GOP Gov. Greg Abbott prepared to call lawmakers back for a special session to revive the voting measure that died when Democrats staged a dramatic walkout from the state Capitol just before the end of the legislative session Sunday night. Bolstered by GOP majorities in both the House and Senate, Abbott also was weighing whether to use the extra session to take up other top conservative priorities that had failed during the session.
That left Texas Democrats facing the aftermath of their last-minute maneuver and confronting how — or even whether — they can turn it into more than just a temporary roadblock in the GOP’s nationwide pursuit to impose ballot protection laws across the U.S.
“There are consequences,” said state Sen. John Whitmire, one of Texas’ longest-serving Democrats.
Democrats who pulled off the revolt in the state House of Representatives just before a midnight deadline Sunday did not leave indefinitely. Most were back on the House floor just 12 hours later for ceremonial business, and none are calling to boycott a special session.
They are instead betting their dramatic flight out of the Texas Capitol and to a black church will make Republicans think twice about some provisions in the legislation and give them more say on the next elections bill.
Abbott said Monday he would veto the part of the budget that funds legislators’ salaries, a move that could impact not just Democrats but also other Capitol staff. He then tweeted a reminder of the last time Texas Democrats dramatically blocked a bill: when then-state Sen. Wendy Davis talked for more than 11 consecutive hours in 2013 to filibuster a sweeping anti-abortion measure, which Republicans immediately revived and passed in a special session.
“We all know how that story ended,” Abbott tweeted.
Texas Republicans may also enter a 30-day special session with not just commanding majorities, but new leverage. Republican Lt. Gov. Dan Patrick, the conservative leader of the Senate, also wants Abbott to demand that lawmakers try again to pass a ban on transgender athletes in girls’ and women’s sports.
The Texas GOP’s torpedoed bill, known as Senate Bill 7, included a ban on drive-thru voting centers and 24-hour polling places, both of which were used last year around Houston, reflecting how Republicans went after Texas’s largest Democrat stronghold.
If the new bill is not acceptable to Democrats — and they were to walk out again — Republicans don’t have to stand pat. State troopers could be mobilized to try to forcibly bring lawmakers back to the House, as was the case in 2003, when Texas Democrats fled to Oklahoma and New Mexico to try and block new voting maps.
Whitmire, who was first elected to the Texas Legislature in 1973, spent 36 days holed up in a hotel before breaking ranks with his fellow Democrats and returning home. The decision gave Senate Republicans at the time the quorum needed to get back to work on a redistricting plan that would give the GOP more seats in Congress.
“Of upmost important is, what are you going to do when you get back?” Whitmire said of denying a quorum. “Are things going to be different?

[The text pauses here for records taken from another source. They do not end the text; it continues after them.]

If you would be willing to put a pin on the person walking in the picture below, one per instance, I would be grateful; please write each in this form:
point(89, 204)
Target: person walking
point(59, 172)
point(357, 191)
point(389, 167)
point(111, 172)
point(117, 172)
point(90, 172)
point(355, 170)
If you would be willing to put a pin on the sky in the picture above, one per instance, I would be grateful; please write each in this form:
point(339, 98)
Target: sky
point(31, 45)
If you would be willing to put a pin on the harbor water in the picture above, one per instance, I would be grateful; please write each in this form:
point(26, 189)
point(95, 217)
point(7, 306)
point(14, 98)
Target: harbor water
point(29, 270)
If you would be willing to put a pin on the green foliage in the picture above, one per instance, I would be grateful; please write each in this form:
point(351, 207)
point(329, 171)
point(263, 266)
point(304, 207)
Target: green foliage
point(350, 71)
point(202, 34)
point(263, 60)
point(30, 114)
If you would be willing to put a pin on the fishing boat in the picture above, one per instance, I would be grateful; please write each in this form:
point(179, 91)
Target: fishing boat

Probably not. But it educates the public and lets your core group know how committed you are to principles.”
Texas Democrats’ move has reverberated across the country. President Joe Biden on Tuesday urged Democrats and their allies to step up the fight over voting law, which is expected to heat up on Washington later this month when Democrats debate a massive federal rewrite of elections law.
“I urge voting rights groups in this country to begin to redouble their efforts now to register and educate voters. June should be a month of action on Capitol Hill,” he said.